The name Pekela is usually derived from brine ('salt or brackish water') with the word A ('river, watercourse'). Due to the break-in of the Dollard, the mouth of the river that had flowed from the high moor into the sea was salinizing. According to a sixteenth-century tradition, in 1418 for the first time the effect of ebb and flood between Winschoten and Blijham was noticeable.
The history of Pekela begins with the construction of the castle the Pekelborg deposit by Groningen around 1482. The historian Sicke Benninge speaks around 1530 the conclusion by the Pekell. In 1482 mentions de Pekelbrugge and land on the Pekelham ('a corner land at the Pekel'), in 1483 the Peeckelborch, in 1522 the way via the Pekelmoer, in 1536 the Peckelmoir and until 1566 the river is Pekell Ae mentioned. Meanwhile, the inhabitants of the Winschoter Zuiderveen had already started digging and selling turf, discharged from the Pekel A. In Emden, peat from the Wold-Oldambt was brought in 1514. Later there are many more messages.
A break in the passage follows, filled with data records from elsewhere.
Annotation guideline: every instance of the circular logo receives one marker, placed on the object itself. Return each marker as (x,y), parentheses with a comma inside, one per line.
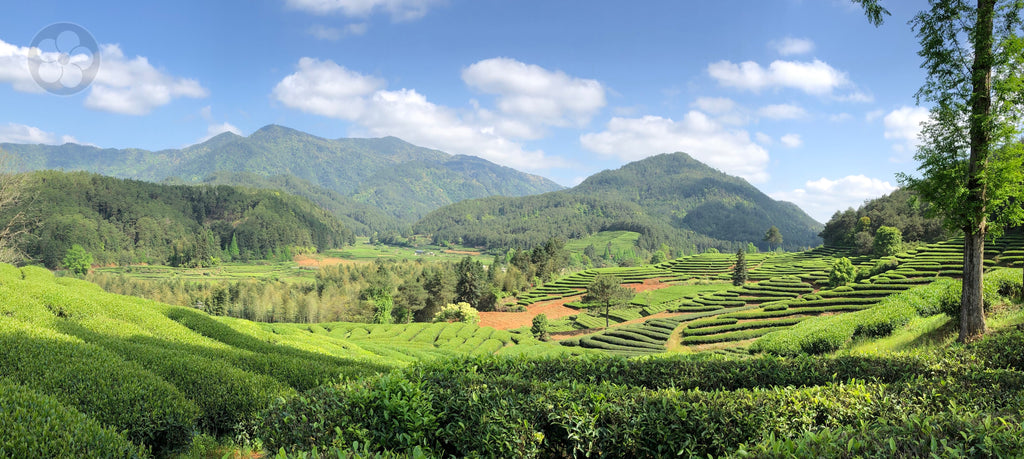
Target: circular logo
(64,58)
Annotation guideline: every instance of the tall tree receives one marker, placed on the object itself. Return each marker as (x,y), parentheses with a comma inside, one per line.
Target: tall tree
(607,290)
(471,281)
(12,226)
(739,274)
(773,236)
(971,156)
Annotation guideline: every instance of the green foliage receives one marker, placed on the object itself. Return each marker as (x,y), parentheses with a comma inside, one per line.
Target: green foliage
(768,407)
(540,327)
(901,209)
(458,313)
(888,241)
(77,260)
(388,412)
(37,425)
(826,334)
(992,288)
(773,237)
(124,221)
(607,291)
(842,273)
(739,273)
(665,198)
(374,184)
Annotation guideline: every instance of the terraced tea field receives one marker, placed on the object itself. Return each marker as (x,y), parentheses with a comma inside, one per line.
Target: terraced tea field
(785,289)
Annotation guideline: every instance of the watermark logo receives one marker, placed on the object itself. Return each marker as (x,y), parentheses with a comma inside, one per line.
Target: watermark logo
(64,58)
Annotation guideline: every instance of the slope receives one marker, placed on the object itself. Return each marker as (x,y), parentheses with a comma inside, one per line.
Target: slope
(353,167)
(671,199)
(687,194)
(124,369)
(123,221)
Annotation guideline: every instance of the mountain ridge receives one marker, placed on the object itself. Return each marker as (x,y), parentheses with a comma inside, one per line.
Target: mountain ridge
(669,199)
(353,168)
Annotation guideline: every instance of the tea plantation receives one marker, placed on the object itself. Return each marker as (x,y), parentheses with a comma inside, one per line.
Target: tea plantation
(84,373)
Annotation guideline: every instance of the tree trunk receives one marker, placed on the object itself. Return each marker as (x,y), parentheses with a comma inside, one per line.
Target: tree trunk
(972,310)
(972,302)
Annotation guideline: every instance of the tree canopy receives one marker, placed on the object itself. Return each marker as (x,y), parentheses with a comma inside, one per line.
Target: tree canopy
(972,160)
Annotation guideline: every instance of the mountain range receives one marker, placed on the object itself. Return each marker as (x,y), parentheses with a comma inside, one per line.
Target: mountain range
(389,185)
(374,184)
(669,199)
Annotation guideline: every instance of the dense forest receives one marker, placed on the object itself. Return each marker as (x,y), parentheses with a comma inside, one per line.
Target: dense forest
(388,292)
(382,183)
(128,221)
(901,209)
(669,199)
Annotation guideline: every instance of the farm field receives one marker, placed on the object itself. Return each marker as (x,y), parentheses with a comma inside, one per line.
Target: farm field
(146,377)
(141,373)
(694,308)
(363,251)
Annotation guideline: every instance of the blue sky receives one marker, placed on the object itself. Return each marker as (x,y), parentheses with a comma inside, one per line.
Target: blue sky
(805,99)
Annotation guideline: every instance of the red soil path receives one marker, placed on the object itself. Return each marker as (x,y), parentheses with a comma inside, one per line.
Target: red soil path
(556,309)
(508,321)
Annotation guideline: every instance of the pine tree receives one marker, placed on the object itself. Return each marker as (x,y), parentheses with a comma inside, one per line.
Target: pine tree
(739,274)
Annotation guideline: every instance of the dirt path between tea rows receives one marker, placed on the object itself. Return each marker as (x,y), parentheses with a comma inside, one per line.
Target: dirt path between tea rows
(556,309)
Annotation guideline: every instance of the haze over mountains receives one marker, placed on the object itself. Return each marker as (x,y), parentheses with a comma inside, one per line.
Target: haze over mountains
(374,179)
(387,184)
The history of the present village of Oude Pekela started in 1599 when some Dutch and Frisian merchants the Pekelcompagnie founding and sole peatlands along Pekel A in bourtange moor purchases to exploit this for peat extraction. In the years thereafter, the city of Groningen purchases virtually all the land and the peat extraction is taking up on a large scale.
The reclamation goes from the bottom up, in other words, it starts at the lower reaches of the Pekel A and then goes to the south. The further south you come the more the Pekel A is channeled. Eventually this becomes the Pekelder Hoofddiep.
The city of Groningen determine that the region may not only serve for peat extraction. The peat cutters are obliged to set up the land for agriculture after excavation. The city thereby makes the city mud available as a fertilizer. The land remains in the hands of the city and is issued in an adapted form of the right to insist. The tenants are therefore called city masters.
The transport is largely over the water. This stimulates both shipbuilding and shipping. Pekela develops with Veendam to the center of the Veenkoloniale shipping.
At the beginning of the 18th century, the elongated village was divided into the two separate villages: Oude Pekela (until then called 'Beneden Pekela') and Nieuwe Pekela ('Boven Pekela').
In agriculture, rye and oats are primarily the main crops, but the soil turns out to be poor. From 1870 on, the factory potato was massively switched. This stimulates the creation of the processing industry. This creates the characteristic straw cardboard industry in Oude Pekela, which is closer to the granary of the Oldambt.
From the sixties of the last century the decline begins. Agriculture is sending more and more personnel, the industry is becoming increasingly mechanized. With the necessary reorganisations in Pekela several times it comes to fierce strike actions in which the foreman of the former CPN Fré Meis, born in Oude Pekela, plays a major role. However, he can not stop the decline of the industry.